AuthManager is currently behind a feature switch ($wgDisableAuthManager) so its code is never executed. This is intended to be a temporary measure to smoothen the rollout and should be disabled and then ripped out as soon as possible.
|operations/mediawiki-config : master||Enable AuthManager on group2|
|operations/mediawiki-config : master||Clean up AuthManager configuration (no-op)|
|operations/mediawiki-config : master||Enable AuthManager in group1|
|operations/mediawiki-config : master||Fix AuthManager feature switch configuration|
|operations/mediawiki-config : master||Enable AuthManager on group0|
|operations/mediawiki-config : master||Update audit hooks for AuthManager|
|operations/mediawiki-config : master||Do not set wgAuth to LdapAuth when AuthManager is enabled|
|operations/mediawiki-config : master||Enable AuthManager on beta wikitech|
It is only used on login / account creation (and only normal login, not CentralAuth autologin), and to a mininal extent on Special:Preferences (and in the users API but only if you ask for a non-default property); those might get slower, although I would expect execution time to be dominated by DB writes, in which there was very little change. So I wouldn't expect any impact (but we should definitely monitor for it).
Also password change, including the account recovery temporary password.
(and only normal login, not CentralAuth autologin),
But it is involved when CentralAuth autologin triggers auto-creation of the local account.
and in the users API
Specifically, that's ApiQueryUsers (api.php?action=query&list=users).

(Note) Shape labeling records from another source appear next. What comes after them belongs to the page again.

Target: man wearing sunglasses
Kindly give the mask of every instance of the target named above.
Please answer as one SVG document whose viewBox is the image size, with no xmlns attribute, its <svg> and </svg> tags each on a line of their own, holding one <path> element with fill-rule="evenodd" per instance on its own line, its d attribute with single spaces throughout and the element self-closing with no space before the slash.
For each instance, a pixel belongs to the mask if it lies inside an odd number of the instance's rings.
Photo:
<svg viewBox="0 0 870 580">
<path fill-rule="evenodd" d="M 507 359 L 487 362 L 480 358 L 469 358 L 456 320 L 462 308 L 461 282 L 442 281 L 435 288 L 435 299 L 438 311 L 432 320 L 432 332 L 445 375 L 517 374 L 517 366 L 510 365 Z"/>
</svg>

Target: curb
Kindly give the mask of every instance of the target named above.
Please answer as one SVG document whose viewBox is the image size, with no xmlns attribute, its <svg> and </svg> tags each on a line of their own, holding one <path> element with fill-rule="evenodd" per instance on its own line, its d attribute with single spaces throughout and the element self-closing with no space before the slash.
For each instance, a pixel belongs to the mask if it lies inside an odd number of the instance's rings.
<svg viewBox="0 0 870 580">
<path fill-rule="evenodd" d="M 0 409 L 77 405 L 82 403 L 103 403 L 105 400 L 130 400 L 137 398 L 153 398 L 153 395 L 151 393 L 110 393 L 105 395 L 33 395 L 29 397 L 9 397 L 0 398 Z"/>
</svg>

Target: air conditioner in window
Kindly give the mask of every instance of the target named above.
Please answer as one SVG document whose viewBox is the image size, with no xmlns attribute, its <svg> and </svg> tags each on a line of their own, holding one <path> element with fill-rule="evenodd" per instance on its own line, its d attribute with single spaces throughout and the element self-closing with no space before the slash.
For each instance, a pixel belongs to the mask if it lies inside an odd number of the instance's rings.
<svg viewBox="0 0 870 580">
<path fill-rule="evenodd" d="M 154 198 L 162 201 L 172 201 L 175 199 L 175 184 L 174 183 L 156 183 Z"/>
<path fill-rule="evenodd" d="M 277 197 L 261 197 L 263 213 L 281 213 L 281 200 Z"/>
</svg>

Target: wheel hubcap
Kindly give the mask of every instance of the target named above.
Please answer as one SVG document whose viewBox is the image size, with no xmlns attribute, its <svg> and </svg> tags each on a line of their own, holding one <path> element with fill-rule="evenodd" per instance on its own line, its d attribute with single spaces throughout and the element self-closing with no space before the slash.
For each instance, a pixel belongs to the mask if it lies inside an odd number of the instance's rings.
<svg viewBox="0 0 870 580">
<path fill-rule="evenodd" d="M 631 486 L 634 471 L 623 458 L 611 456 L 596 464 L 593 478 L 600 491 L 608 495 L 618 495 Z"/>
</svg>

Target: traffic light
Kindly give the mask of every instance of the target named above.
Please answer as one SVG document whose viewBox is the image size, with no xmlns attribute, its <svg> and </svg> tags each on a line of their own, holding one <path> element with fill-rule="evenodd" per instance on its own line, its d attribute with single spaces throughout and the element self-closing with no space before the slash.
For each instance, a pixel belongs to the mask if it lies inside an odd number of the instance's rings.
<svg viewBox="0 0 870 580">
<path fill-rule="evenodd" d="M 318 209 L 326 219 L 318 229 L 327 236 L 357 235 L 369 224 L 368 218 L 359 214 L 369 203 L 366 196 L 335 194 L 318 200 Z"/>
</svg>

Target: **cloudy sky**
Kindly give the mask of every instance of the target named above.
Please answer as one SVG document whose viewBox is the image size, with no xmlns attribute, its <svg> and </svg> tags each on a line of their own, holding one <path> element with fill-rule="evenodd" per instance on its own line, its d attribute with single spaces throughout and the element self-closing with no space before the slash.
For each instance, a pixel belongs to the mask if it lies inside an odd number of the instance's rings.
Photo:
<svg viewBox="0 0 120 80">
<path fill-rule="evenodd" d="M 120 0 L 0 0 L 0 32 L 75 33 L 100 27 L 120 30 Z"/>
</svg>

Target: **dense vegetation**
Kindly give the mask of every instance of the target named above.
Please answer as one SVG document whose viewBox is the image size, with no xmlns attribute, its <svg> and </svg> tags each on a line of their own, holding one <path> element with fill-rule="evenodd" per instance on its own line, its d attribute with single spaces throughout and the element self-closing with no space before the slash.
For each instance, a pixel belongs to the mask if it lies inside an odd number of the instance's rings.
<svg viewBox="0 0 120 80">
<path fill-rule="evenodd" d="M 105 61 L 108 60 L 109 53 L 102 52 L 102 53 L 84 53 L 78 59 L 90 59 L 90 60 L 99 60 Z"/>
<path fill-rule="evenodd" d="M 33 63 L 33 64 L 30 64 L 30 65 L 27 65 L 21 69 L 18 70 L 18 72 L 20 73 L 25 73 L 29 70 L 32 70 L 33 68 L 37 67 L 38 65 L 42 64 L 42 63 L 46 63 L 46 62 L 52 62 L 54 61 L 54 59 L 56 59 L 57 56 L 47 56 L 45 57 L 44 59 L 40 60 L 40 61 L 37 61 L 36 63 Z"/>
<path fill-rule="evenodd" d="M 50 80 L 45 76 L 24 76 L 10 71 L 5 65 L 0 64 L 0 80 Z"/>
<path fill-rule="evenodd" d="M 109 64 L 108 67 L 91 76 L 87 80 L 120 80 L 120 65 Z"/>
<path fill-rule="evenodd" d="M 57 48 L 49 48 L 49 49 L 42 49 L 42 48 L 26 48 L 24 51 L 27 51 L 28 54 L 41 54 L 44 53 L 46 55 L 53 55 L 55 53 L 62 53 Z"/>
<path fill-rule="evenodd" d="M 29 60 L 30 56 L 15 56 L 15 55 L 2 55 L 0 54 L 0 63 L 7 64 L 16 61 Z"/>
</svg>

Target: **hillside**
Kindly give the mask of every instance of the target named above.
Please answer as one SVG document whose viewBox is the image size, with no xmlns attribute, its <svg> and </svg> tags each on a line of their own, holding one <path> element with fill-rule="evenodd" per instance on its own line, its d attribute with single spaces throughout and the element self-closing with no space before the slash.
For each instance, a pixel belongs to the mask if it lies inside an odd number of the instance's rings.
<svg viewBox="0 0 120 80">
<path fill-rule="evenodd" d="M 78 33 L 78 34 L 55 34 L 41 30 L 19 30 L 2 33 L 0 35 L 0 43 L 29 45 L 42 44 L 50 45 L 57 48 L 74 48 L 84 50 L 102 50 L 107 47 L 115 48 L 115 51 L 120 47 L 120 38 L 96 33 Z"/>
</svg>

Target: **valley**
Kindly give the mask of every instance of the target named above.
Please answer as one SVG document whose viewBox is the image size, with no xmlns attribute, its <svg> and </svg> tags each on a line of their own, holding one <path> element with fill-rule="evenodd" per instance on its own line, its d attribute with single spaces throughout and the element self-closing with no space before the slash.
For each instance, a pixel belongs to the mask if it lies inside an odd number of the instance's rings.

One other thing that might impact performance for logins and account creations is that AuthManager uses the Session secret thing you patched for unit tests in https://gerrit.wikimedia.org/r/#/c/291503/. I don't think anything else uses that yet, although OATHAuth uses very similar code when logging in with two-factor.
I'll try enabling in beta today. The only missing bits are things logging into zerowiki (T135074, T135698) which is not affected and TranslationNotifications logging into other wikis (T110766) which is probably not affected, and worst case it breaks translation notifications on beta, which we can live with. OTOH the extra testing time for CentralAuth will be very valuable.
It's now been live on group2 for almost a day and I haven't heard anything concerning. The only significant change in the auth stats is that failed account creations are down (successful ones are not affected though). No log spam, new user count (which is measured in a different way than the AuthManager dashboard events) looks unchanged; I'm not good at finding my way in ganglia but the appserver/API/DB/redis graphs seemed flat. I think we can call this done.